Is Biden’s student loan plan really a good idea?


Abhinav Purohit, Video Production Editor

As with any well-intentioned policy the devil is always in the details, and President Joe Biden’s Student Loan Forgiveness Plan is no exception.
Implemented through executive action, the Student Loan Forgiveness Plan aims to cancel up to $20,000 in federal student loans for nearly 20 million borrowers. Under the plan, eligible borrowers who earn less than $125,000 ($250,000 for married couples) can expect a debt cancellation of $10,000, and $20,000 if they are a Pell-Grant recipient.
This policy aimed at helping lower- to middle-class borrowers may hurt them.
What is abundantly clear is that this policy aims to tackle student DEBT, but does not do anything to limit tuition costs of colleges. The very source of the problem with massive student debt is the fact that colleges are just more expensive than they used to be, even when adjusted for inflation.

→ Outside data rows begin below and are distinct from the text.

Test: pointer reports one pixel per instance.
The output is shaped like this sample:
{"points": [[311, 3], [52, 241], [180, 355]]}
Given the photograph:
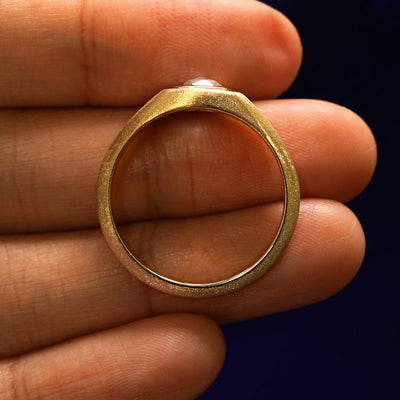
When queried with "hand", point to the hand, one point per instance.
{"points": [[74, 324]]}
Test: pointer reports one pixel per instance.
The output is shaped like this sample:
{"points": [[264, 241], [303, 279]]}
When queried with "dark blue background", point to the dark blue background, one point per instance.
{"points": [[347, 347]]}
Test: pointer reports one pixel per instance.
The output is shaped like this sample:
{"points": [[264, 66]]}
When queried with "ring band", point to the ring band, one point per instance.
{"points": [[201, 95]]}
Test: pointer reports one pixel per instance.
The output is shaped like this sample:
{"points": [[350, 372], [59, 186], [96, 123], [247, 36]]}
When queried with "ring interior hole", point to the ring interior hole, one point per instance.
{"points": [[197, 196]]}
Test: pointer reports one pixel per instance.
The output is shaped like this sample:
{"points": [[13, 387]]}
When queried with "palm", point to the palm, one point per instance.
{"points": [[60, 281]]}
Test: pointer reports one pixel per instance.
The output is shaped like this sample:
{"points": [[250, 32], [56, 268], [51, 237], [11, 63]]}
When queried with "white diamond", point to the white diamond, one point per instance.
{"points": [[202, 82]]}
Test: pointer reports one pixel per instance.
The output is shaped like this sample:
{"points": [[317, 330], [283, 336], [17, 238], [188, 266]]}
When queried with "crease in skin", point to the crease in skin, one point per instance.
{"points": [[92, 291], [339, 169]]}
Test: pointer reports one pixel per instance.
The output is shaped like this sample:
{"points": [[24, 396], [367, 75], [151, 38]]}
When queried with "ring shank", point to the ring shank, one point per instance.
{"points": [[189, 98]]}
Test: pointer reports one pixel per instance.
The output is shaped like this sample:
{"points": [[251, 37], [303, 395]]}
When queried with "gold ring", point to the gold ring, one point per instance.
{"points": [[204, 95]]}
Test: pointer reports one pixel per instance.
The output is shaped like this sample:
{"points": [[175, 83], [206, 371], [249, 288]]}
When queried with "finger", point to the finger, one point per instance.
{"points": [[121, 53], [197, 165], [166, 357], [58, 286]]}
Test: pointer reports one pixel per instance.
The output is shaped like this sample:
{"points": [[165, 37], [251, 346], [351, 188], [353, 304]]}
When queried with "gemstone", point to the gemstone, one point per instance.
{"points": [[200, 81]]}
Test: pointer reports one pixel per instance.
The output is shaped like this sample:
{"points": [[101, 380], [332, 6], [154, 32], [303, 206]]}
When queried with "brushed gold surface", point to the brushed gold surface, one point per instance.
{"points": [[188, 98]]}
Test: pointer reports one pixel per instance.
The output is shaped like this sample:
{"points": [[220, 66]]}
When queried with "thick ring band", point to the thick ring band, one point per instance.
{"points": [[204, 96]]}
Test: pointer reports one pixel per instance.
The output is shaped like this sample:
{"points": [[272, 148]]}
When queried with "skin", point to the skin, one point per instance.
{"points": [[74, 324]]}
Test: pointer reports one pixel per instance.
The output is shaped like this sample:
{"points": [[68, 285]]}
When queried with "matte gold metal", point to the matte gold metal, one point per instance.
{"points": [[203, 98]]}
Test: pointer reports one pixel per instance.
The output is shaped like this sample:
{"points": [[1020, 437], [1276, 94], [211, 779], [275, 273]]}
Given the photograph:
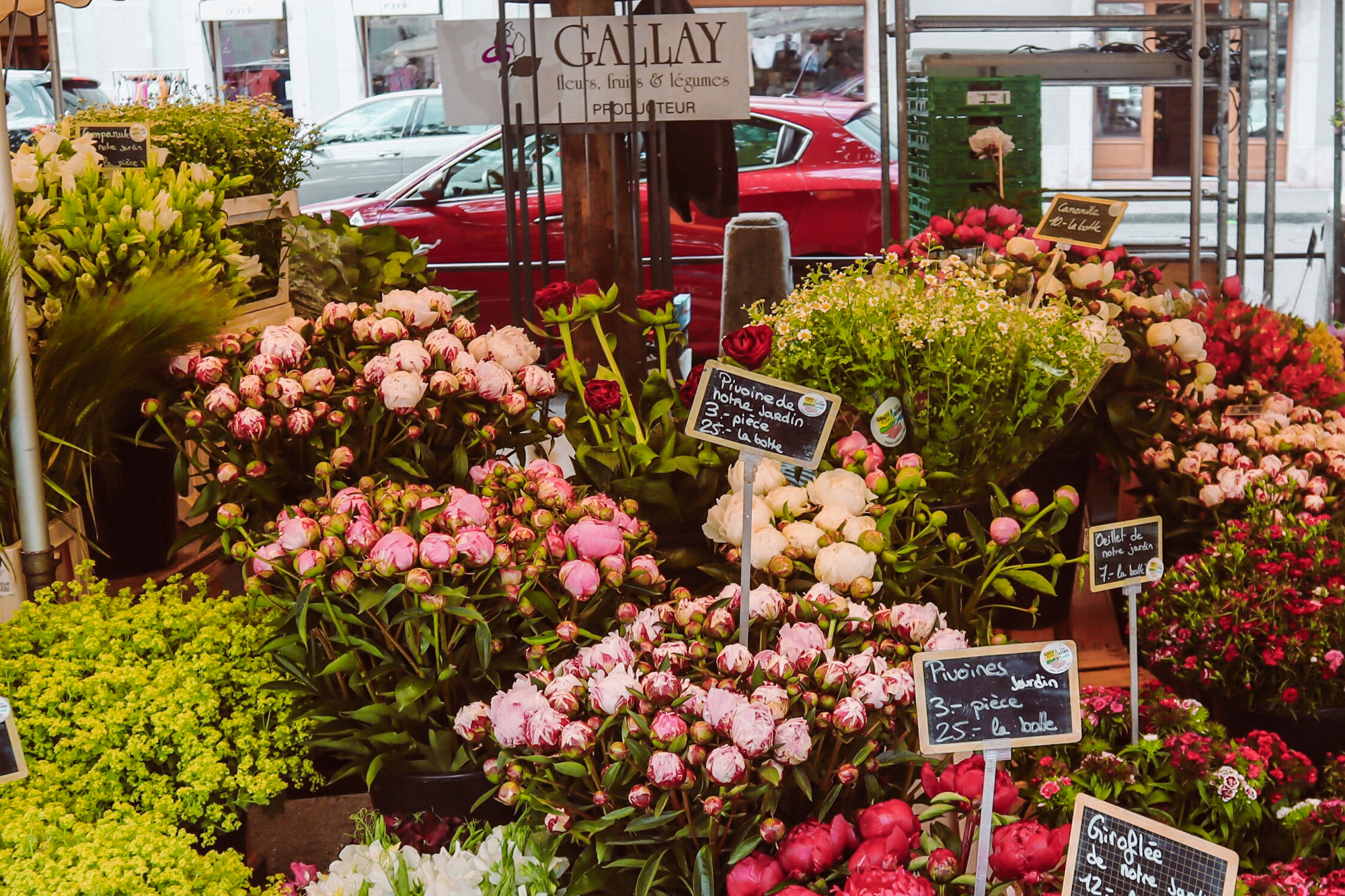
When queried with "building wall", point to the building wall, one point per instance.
{"points": [[328, 71]]}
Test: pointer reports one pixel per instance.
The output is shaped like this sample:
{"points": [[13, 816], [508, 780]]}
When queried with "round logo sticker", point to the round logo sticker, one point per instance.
{"points": [[813, 405], [1058, 657]]}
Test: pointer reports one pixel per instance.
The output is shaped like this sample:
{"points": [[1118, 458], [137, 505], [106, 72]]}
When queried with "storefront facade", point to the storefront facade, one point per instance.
{"points": [[318, 57]]}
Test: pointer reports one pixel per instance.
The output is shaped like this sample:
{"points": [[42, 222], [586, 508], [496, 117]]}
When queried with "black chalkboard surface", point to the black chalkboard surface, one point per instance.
{"points": [[1081, 221], [1114, 852], [1126, 553], [123, 145], [1027, 694], [753, 412]]}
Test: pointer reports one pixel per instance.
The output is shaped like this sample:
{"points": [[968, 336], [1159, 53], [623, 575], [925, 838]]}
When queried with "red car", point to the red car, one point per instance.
{"points": [[816, 162]]}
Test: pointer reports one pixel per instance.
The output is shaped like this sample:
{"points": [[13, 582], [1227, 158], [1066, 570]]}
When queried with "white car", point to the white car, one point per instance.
{"points": [[376, 143]]}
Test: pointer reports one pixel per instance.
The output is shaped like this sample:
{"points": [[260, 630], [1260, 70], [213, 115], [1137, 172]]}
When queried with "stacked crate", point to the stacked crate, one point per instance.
{"points": [[944, 112]]}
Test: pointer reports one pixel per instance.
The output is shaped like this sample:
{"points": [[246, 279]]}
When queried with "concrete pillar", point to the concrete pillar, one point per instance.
{"points": [[757, 266]]}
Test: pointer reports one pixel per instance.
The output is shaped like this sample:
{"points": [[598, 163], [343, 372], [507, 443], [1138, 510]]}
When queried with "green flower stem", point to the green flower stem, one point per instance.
{"points": [[617, 372], [575, 374]]}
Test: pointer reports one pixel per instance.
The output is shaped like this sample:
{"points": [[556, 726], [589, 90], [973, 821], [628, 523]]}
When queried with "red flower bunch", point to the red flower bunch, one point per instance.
{"points": [[1257, 614], [1277, 350], [1028, 850]]}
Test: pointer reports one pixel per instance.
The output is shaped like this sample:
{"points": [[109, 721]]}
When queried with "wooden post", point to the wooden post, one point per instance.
{"points": [[599, 212]]}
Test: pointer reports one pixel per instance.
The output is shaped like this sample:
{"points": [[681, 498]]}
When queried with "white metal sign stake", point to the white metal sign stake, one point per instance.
{"points": [[750, 463], [995, 755], [1132, 598]]}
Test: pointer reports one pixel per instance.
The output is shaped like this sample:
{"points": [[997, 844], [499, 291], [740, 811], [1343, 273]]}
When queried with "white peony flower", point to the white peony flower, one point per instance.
{"points": [[843, 563], [844, 489]]}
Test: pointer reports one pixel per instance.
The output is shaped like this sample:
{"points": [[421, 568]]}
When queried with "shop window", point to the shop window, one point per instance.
{"points": [[401, 53], [255, 60]]}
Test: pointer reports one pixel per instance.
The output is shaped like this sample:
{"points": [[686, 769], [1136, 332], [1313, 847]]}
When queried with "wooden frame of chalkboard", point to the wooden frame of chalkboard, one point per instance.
{"points": [[1159, 829], [13, 764], [927, 744], [115, 159], [1113, 210], [1093, 546], [827, 420]]}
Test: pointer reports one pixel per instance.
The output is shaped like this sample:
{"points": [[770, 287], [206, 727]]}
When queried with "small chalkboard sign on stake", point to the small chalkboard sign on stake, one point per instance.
{"points": [[1125, 556], [762, 417], [1081, 221], [123, 145], [996, 698], [13, 766], [1114, 852]]}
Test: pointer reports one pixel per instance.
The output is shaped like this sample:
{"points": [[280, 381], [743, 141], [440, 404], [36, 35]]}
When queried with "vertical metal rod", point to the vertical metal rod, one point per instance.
{"points": [[1338, 310], [1198, 128], [59, 100], [899, 53], [750, 463], [1272, 146], [30, 493], [1222, 130], [884, 126], [1133, 596], [1245, 128], [516, 283], [525, 228]]}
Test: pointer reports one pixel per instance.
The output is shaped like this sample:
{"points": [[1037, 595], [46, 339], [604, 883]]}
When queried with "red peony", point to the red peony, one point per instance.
{"points": [[1026, 850], [887, 883], [750, 346], [754, 876], [654, 299], [603, 396], [555, 295], [968, 778], [693, 381]]}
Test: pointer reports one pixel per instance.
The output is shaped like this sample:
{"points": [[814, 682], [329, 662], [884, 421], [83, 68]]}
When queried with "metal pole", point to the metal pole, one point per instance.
{"points": [[1198, 127], [1338, 182], [38, 561], [884, 126], [1272, 146], [903, 138], [1245, 100], [1222, 130], [59, 100]]}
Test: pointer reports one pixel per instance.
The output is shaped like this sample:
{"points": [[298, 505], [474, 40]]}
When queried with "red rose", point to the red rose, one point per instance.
{"points": [[750, 346], [602, 396], [1026, 850], [754, 876], [966, 778], [654, 299], [555, 295], [693, 381], [808, 849], [887, 883]]}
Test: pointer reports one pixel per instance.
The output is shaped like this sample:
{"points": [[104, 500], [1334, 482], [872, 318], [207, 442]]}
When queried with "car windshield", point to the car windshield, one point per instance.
{"points": [[867, 126]]}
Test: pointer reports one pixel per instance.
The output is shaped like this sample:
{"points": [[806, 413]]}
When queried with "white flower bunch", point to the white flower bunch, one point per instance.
{"points": [[508, 861]]}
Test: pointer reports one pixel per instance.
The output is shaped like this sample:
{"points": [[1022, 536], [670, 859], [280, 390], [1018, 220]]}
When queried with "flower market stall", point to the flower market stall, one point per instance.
{"points": [[800, 620]]}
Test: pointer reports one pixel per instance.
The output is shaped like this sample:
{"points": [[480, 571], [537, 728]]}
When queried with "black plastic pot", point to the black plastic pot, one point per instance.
{"points": [[450, 795], [135, 510]]}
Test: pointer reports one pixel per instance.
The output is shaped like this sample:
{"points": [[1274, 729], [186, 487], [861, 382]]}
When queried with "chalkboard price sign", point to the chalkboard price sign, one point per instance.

Average tuition costs increased by 10 percent at public schools and 19 percent at private schools from the 2010-11 to the 2020-21 school years, according to the National Center for Education Statistics.
Plus, in-state tuition increased from $3,800 in 1990-91 to $10,560 in 2020-21, according to the College Board.
The reason why it got so bad is because of the subsidization of higher education. Through the Higher Education Act passed by President Lyndon Johnson in 1965, the government was able to help pay for people’s college tuition through the creation of low-interest student loans in addition to increasing federal funding to universities.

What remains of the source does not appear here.